Da fliegen sie. Auf großen Schwingen, den Hals weit nach vorn gereckt, bis auf den markanten gelbschwarzen Schnabel ganz in weiß. Lautlos ziehen sie dahin, fast so wie die kleinen Wolken am blauen Himmel: Singschwäne.
Wer Glück hat, kann diese Szenerie derzeit noch im Unteren Odertal erleben. Der Nationalpark im Nordosten Brandenburgs gleich an der Grenze zu Polen ist eines der deutschlandweit größten Überwinterungsgebiete der Schwäne. Ab Oktober sammeln sich etwa 1000 bis 1500 Tiere in den weiten Überschwemmungsgebieten der Oder, um dem grimmen Winter in ihren skandinavischen und lettischen Brutgebieten zu entfliehen. Immer wieder erschallen dann in den Auen jene Posaunenrufe, denen die Schwäne ihren Namen verdanken. „Ein Laut, der an das Schmettern von Silberhörnern erinnert, an das Dröhnen von Erzglocken“, so beschrieb sie einmal der finnische Schriftsteller und Naturschützer Yrjö Kokko, „eine Stimme, die mich mit so fremdartiger Sehnsucht erfüllt.“
Kokko hat nicht unrecht. Zumindest habe ich es während eines Besuchs im Odertal ähnlich empfunden. Für die aktuelle Ausgabe des naturgucker Magazins habe ich das aufgeschrieben und gleich mal darüber berichtet, warum sich die Schwäne oft auf Äckern herumtreiben, warum sie möglicherweise bald dauerhaft auch in Deutschland siedeln und wieso das Odertal darüber hinaus ein echtes Vogelparadies ist.
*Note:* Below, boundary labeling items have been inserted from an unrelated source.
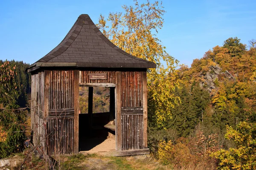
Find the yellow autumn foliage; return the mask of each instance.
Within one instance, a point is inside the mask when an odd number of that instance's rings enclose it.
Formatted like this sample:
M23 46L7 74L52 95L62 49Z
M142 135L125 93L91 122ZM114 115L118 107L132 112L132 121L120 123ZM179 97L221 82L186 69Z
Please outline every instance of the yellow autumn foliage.
M171 109L179 98L173 95L177 81L178 61L168 54L156 37L163 27L165 13L158 1L122 6L125 12L111 12L107 19L101 15L97 26L111 41L128 53L155 63L157 69L148 69L148 114L155 116L156 123L171 117ZM151 106L152 106L150 108Z

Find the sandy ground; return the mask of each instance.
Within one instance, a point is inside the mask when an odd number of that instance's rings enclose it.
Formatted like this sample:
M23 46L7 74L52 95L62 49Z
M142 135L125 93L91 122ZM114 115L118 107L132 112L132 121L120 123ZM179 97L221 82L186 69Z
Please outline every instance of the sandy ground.
M105 140L101 144L96 146L92 149L86 152L92 153L100 152L108 152L115 150L116 141L115 139L109 138Z

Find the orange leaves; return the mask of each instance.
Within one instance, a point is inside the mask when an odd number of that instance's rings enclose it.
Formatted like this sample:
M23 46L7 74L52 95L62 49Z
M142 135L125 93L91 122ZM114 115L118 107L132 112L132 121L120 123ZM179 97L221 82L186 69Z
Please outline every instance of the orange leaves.
M148 1L139 4L137 0L134 3L132 6L123 6L123 13L110 13L107 20L101 15L97 26L122 49L157 64L156 69L148 70L148 105L155 107L149 109L154 112L149 114L156 115L157 125L161 127L163 121L171 117L171 109L179 102L172 92L178 84L175 69L178 61L166 52L156 37L157 29L163 27L165 13L162 3Z

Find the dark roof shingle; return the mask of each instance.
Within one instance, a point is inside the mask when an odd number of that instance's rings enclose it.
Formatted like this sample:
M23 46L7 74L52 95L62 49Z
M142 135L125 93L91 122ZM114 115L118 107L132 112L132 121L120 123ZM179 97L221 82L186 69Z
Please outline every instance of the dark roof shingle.
M58 63L60 66L61 63L76 63L79 67L156 67L154 63L133 56L113 44L95 26L89 15L85 14L78 17L59 45L32 66L38 63L41 65L41 63L44 63L44 66ZM67 64L63 66L64 65Z

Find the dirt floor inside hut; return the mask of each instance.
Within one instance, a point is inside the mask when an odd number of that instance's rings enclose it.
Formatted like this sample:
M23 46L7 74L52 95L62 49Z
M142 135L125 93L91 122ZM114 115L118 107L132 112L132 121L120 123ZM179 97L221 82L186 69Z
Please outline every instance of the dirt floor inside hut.
M102 143L90 150L82 152L88 153L93 153L102 152L114 151L115 150L116 150L116 140L113 138L109 138L105 139Z

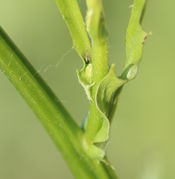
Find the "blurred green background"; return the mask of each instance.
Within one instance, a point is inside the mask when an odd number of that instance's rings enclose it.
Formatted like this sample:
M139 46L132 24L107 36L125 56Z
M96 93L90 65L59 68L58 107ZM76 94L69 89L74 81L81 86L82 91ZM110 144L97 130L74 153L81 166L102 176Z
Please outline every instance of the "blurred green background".
M83 13L84 0L80 0ZM104 0L110 62L120 73L132 0ZM120 179L175 178L175 1L149 0L138 77L120 98L108 156ZM0 0L0 25L80 123L88 102L75 70L81 60L54 0ZM0 73L0 179L71 179L56 147Z

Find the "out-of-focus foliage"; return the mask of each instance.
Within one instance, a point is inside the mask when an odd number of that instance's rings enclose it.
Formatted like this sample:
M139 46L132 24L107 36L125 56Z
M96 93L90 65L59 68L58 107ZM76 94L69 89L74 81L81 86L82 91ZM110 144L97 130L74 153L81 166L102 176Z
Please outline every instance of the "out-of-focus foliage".
M132 1L104 3L110 61L121 72ZM0 4L2 27L80 122L88 109L75 73L82 64L54 2L0 0ZM148 1L143 26L153 35L145 45L138 77L121 95L108 145L121 179L175 178L174 5L173 0ZM62 84L63 79L67 83ZM2 73L0 84L0 178L72 178L42 126Z

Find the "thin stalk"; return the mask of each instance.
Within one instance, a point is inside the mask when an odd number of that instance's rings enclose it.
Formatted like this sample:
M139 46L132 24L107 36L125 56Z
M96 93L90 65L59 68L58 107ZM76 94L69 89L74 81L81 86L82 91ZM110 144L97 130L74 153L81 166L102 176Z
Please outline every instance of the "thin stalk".
M77 0L55 1L69 29L75 50L85 60L90 52L90 41Z
M86 154L82 130L1 27L0 69L39 118L77 179L116 178L106 164Z
M95 84L92 89L93 101L90 103L89 117L86 125L86 138L93 141L100 129L103 119L95 104L95 96L99 83L108 73L108 33L106 30L102 0L86 0L86 24L92 42L92 79Z

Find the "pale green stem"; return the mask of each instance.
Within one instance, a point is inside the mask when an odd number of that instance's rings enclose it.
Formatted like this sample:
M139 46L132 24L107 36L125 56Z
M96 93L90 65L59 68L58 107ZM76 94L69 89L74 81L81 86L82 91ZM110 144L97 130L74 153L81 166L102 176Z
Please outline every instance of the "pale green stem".
M87 29L92 41L92 78L95 84L92 89L93 102L90 104L89 118L86 125L86 137L92 141L102 125L101 115L96 107L95 95L101 80L108 73L108 34L104 19L101 0L86 0L87 2Z
M0 69L23 96L77 179L112 179L114 172L86 154L82 130L0 27Z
In ein paar Tagen werden die meisten Singschwäne die Region aber erst einmal wieder in Richtung ihrer Brutgebiete verlassen. In areodynamischer Keilformation ziehen sie dann mit ihren Artgenossen, den Hals weit nach vorn gereckt, traurig-schöne Rufe schmetternd. Ihr Aufbruch ist das endgültige Zeichen für den nahenden Frühling. Denn auf ihren Schwingen, so heißt es in einem japanischen Sprichwort, tragen die Singschwäne den Winter davon.